Откуда эта грустная национальная черта наша – лень? И где средство, чтобы отделаться от нее? Я думаю, в наше время возможен уже научный ответ на эту загадку, которая столько волновала русских читателей и критиков в эпоху появления «Обломова». Всякая лень есть следствие главным образом долгой невынужденности к усиленному труду. И единственное средство против лени – это постепенно развиваемый усиленный труд, труд «изо всех сил». Основная причина сравнительно меньшей энергии славянской расы та, что, заняв слишком широкое пространство на земле, она была более англичан и германцев обеспечена сырой природой и менее вынуждена к труду. Для резкости примера возьмите, например, старинного англичанина и старинного малоросса. На своих охваченных океаном небольших островах англичанам в течение уже многих веков было действительно тесно, не хватало земли (особенно при низкой в старину культуре), не хватало хлеба. Не только суровый феодальный режим, при котором земля принадлежала потомству завоевателей, но и чисто географическая теснота заставляла работать усиленно и торопливо искать работы. Когда не стало хватать ее на материке, англичане выступили в океаны, в далекие колонии, и взгромоздили мировой по значению коммерческий флот, оберегаемый таким же чудовищным военным. Но что также был флот, особенно в парусные времена? Эх была усиленная народная гимнастика, пожалуй, никогда в истории более не повторимая. Бесчисленные рыбаки Англии и бесчисленные матросы обоих флотов были вынуждены в течение веков не только трудиться, но трудиться усиленно, тренируя свою ловкость, отвагу, настойчивость, зоркость, крайнее напряжение тела и духа. Небольшая нация, пропускаемая через мореплавание, находила в нем превосходную школу чисто физического развития. Труд парусного моряка имел ту особенность, что он совершался всегда на краю бездны, то есть был принудительным в высшей степени. Кроме слабого вначале чувства долга непрерывно действовал категорический императив: оплошаешь – погибнешь. Вот источник британской энергии, изумительной настойчивости англичан, их священного и всесильного чувства долга (Duty). Самое это чувство выросло и накопилось как многовековая привычка каждое маленькое и большое свое решение доводить до конца. Море и теперь, а в парусное время особенно не любило шуток: всякая не подтянутая как следует снасть, всякий плохо взятый риф у паруса или переложенный слишком руль немедленно влекли наказание, часто жестокое.
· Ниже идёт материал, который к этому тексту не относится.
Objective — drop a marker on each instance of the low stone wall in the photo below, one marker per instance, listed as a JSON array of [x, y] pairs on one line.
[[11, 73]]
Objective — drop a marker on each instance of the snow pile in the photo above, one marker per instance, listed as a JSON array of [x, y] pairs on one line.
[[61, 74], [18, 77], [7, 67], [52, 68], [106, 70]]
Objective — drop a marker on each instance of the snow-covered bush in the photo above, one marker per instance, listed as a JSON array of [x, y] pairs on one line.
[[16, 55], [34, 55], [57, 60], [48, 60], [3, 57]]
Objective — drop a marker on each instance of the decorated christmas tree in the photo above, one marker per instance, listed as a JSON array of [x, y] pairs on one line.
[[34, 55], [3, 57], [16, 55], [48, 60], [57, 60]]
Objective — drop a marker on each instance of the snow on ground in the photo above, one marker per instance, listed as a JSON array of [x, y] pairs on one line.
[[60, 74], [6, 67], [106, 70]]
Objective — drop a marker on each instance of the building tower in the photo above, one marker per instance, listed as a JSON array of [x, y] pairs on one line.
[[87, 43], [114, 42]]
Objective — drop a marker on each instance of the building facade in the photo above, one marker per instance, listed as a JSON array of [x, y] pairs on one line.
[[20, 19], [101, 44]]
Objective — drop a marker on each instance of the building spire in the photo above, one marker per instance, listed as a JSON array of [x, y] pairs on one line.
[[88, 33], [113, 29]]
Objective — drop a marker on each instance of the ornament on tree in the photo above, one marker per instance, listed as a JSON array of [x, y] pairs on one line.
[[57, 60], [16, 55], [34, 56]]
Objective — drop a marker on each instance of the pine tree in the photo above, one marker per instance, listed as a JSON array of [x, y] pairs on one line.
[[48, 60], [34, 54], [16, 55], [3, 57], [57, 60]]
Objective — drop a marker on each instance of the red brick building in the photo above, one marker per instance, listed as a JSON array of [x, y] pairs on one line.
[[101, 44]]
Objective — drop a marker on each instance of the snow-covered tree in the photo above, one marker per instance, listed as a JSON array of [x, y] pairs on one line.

Сравните со старой Англией старую Малороссию, хохлацкая лень которой вошла в пословицу. Широта земли в сравнении с Англией была безграничная: тут тоже океан, только твердой суши. Да какой суши: чернозема, равного которому не было ничего в тогдашнем мире. Чудные леса на севере и дивные степи, благодатный климат – ну, словом,

Край, где все обильем дышит, Где реки льются чище серебра…

Мудрено ли, что великая раса, как индусы в их райских условиях, еще в скифские времена обленилась и изнежилась, изнежилась до позорной неспособности отстоять себя от более голодных соседей – от татар и литовцев? Когда судьба скрутила наших южнорусов, они начали постепенно выправляться. Изнеженность стала проходить. Бедственные условия жизни заставили усиленно трудиться, быть настороже, учиться давать отпор. Великороссы, менее избалованные природой, успели раньше малороссов сломить татар и литву и выдвинули славное донское казачество. Малороссы выдвинули Запорожье и гайдаматчину – свидетельство накопившейся народной энергии. Но когда при новой нашей династии произошло объединение русских племен, Империя оказалась настолько сильной, что внешняя опасность казалась почти исчезнувшей. Двести лет Малороссия, охраняемая Империей Русской, не знает, что такое нашествия, и полтораста лет не знала, что такое земельная теснота. Из Гоголя вы помните, какой это был сытый, пьяный, ленивый край и до чего были изнежены и старосветские помещики, и старосветские крестьяне. Для изнеженности вовсе не нужно слишком высокой культуры: она встречается и на крайне низкой ее степени, у дикарей или наших хулиганов. В мире животных низшие породы часто изнеженнее высших. Мне кажется, русская лень вообще, а малороссийская в особенности есть просто многовековая отвычка от принудительного и ответственного труда. И накопление, и растрата сил, к сожалению, одинаково закрепляются повторением нарастающего процесса в первом случае и убывающего во втором.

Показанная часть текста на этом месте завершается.